Source: Deep Learning on Medium
Recently, OpenAI caused quite a stir in the AI community when they withheld releasing the full version of their latest GPT-2 Language Model. They released a stripped down version of that model (117 Million parameters versus 1.5 billion for the original).
We’ve trained a large-scale unsupervised language model which generates coherent paragraphs of text, achieves…openai.com
Debates aside on whether this was the right decision, I found it frustrating that I could not use that model and it would remain in reach of only the few people who have the resources to train such a huge model (the cost is estimated to be around $50K).
The idea for a ‘kickstarter’ model for training AI models came out of this. I am not sure how viable it is: either if it’s technically possible as well as if there would be demand for something like this) but I find it intriguing.
Hers’s how I envision it would work. There would be a platform created where anyone can start a KickTraining Campaign (similar to a kickstarter campaign). There would be a nice page displaying all the relevant information about the project.
Say — I create a campaign to train the GPT-2 model. I would lay out the objective and model details (training the GPT-2 model) and stake 1 GPU (all I can afford…) and start training the model. Obviously that’s going to take a long time.

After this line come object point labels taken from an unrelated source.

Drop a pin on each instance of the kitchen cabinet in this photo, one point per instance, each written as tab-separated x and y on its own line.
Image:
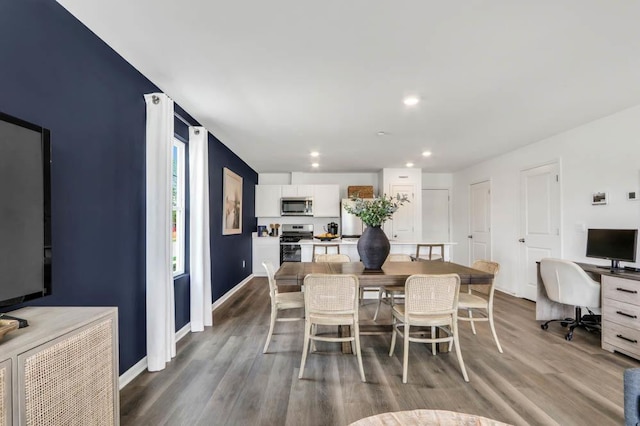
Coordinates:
298	190
62	369
265	249
326	201
268	200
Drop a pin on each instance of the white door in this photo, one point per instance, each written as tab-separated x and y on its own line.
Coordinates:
480	222
435	215
539	223
403	221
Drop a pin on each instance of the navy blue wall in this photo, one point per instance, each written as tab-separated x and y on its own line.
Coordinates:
56	73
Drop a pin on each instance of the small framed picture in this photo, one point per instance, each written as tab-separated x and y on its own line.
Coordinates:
599	198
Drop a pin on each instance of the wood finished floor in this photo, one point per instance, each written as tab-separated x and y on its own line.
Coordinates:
221	376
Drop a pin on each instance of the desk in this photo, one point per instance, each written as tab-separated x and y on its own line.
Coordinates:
620	302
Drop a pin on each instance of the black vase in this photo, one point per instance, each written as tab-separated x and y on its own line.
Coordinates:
373	247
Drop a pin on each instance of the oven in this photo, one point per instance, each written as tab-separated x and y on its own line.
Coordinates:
292	234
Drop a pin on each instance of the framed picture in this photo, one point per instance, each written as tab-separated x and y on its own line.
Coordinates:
231	203
599	198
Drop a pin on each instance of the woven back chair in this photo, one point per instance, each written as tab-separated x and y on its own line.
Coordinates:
342	258
388	293
479	300
427	252
331	299
280	302
430	301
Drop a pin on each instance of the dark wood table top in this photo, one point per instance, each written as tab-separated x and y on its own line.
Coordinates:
392	273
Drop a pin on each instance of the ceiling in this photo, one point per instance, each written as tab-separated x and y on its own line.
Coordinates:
274	80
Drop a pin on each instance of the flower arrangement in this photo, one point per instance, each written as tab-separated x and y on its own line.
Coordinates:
376	211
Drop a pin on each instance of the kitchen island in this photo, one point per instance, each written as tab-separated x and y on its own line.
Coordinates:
348	246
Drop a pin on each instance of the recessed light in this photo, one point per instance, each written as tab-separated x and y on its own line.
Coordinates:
411	100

But now that I have launched my campaign, any user on KickTraining can follow the progress (a progress bar showing the model being trained) in real time. And anyone who is interested in helping out, can volunteer their own or their cloud providers GPU(s) to the campaign.
The incentive to stake your GPU (and mullah) could be that the model will be automatically distributed at predefined intervals (say every 10 epochs) to anyone who is part of the effort. Or…I could just have an open agenda where the model will be made public (in which case people can help cause they are just good samaritans and/or believe in the usefulness of the model to the community).
Say — my campaign takes off and I get a bunch of people who staked their GPUs…let’s call them KickTrainers. Now — the model is being trained and making progress. The page shows a real time count of GPUs being staked and the model progress. This adds gamification to the whole thing and more people start jumping on board to get the model trained as fast as possible.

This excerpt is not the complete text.